As per my August post, I am confused by Alex Singleton’s take on fair trade:
Such policies, whether government enforced or done through consumer schemes, encourage more affluent producers to stay in the market. This kicks away the ladder from the poorest producers who have no choice but to stay in the market. A quarter of “fair trade” coffee comes from Mexico, a relatively affluent developing country, where only 18% of the workforce is employed in agriculture. Mexico is a country which, if it so chose, could easily exit the coffee market. Because of the incentive of “fair trade”, many producers have decided to stay producing coffee, even expanding production. This is a disaster for the poorest coffee producers, such as in Ethiopia, where drinking coffee was invented. [The Business]
How can a rightward shift in demand hurt suppliers? If we’re in econ 101 land, the demand shift raises the equilibrium price, inducing marginal suppliers to enter the market and also increasing the size of the producer surplus enjoyed by suppliers already present. What assumptions about market structure must we make to obtain Singleton’s result?
Maybe he’s assuming that there are two seperate markets – the market for Fairtrade coffee and that for generic coffee. And maybe he further assumes that they are subsitutes with a fixed total demand so that a rise in demand for FT coffee means a fall in demand for generic coffee, which would hurt suppliers of generic coffee.
Which is all possible, I suppose, though I haven’t seen any evidence for it. I’m more concerned about the assumption that coffee farmers in Mexico are ‘affluent’ – a recent source I saw claimed the average income of a smallholding Mexican coffee farmer was around $650.

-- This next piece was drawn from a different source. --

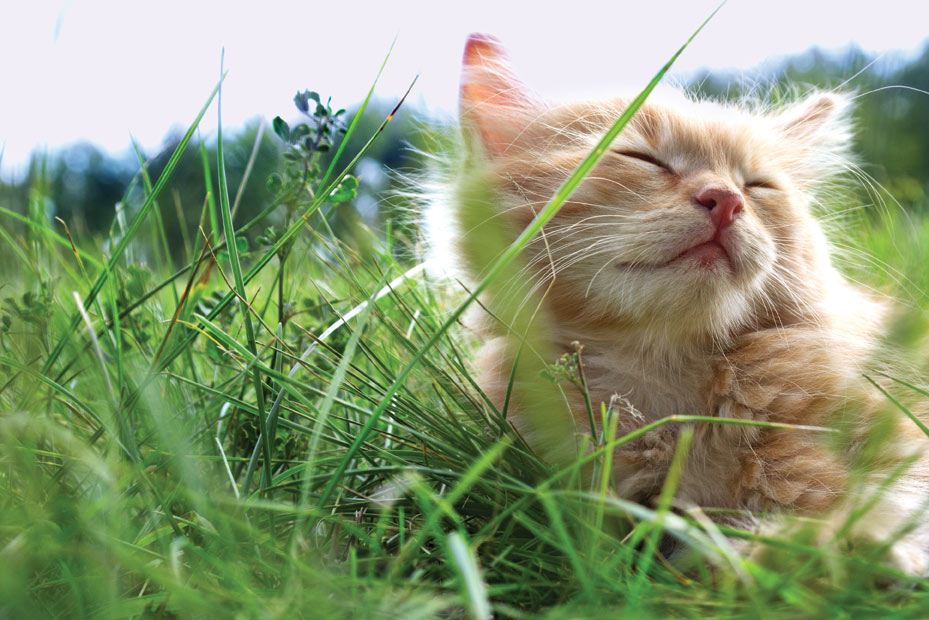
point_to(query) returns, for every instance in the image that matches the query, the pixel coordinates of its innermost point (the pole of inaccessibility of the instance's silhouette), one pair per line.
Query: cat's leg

In at least some cases, it’s true that Fairtrade and generic coffe are substitutes: people stop using generic because they perceive it as unfair. I don’t know if the total demand is fixed, but that strikes me as a reasonable assumption. Jim and I agreed back in August that such an interpretation is closer to reality than a single market model.
However, that does not produce the conclusions that Fairtrade benefits Mexican farmers at the expense of Ethiopians. I am not aware of evidence showing that more “affluent” coffe farmers are more likely or more able to become Fairtrade certified than less affluent producers. Does anyone know more?

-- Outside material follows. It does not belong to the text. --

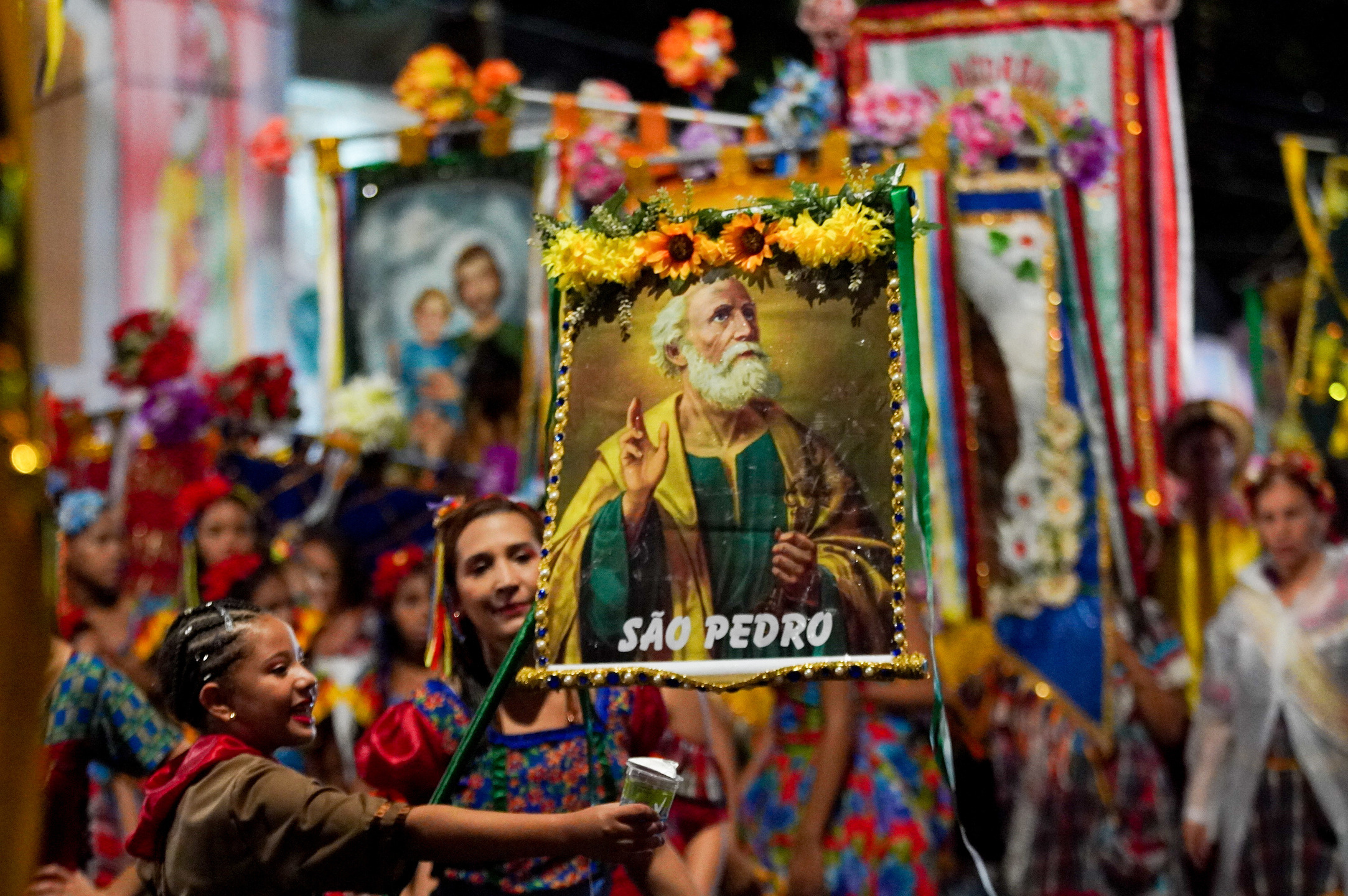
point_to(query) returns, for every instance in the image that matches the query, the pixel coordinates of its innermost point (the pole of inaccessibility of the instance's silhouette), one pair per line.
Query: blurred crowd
(1220, 767)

Rewarding becoming fair trade coffee being easier for richer farmers, i have heard the following arguments;
– There is a lag between starting organic produiction and certification; this lag is a capital cost since a producer has to bear the costs fo fiar trade farming but gets none of the benefits until he is certified (that is has to keep selling the coffee as generic in the meantime) the lag between the two events is costly so more capital-rich proudcers (or producers in countries with better banking systems) are btter able to afford it.

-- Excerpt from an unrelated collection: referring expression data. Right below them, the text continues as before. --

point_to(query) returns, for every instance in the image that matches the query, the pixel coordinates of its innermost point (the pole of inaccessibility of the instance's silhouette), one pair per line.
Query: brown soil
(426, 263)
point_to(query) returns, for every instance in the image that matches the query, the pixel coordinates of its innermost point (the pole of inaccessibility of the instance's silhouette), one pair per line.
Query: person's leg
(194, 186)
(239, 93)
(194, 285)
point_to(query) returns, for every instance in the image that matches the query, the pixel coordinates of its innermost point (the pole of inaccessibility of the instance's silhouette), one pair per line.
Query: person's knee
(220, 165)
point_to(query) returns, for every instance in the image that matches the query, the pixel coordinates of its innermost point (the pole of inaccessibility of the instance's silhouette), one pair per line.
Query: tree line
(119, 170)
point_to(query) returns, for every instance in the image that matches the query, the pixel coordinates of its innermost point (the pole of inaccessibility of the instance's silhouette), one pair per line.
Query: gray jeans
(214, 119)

– iirc to be a “fair trade” producer one must be a memeber of a co-op of farmers all of whom must own their own land and not hire more than a certain share of tohers labour (basically small famr owners) to the extent that those who own land are richer than those who do not (and thus cannot be fair trade farmers no matter how much they want to or how much someone would be willing to pay them) and in so far as the poorer landless farmers cannot have access to a loan (which seems reasonable) then they cannot go into fiar trade production and the substition mentioned in Jims comment takes place.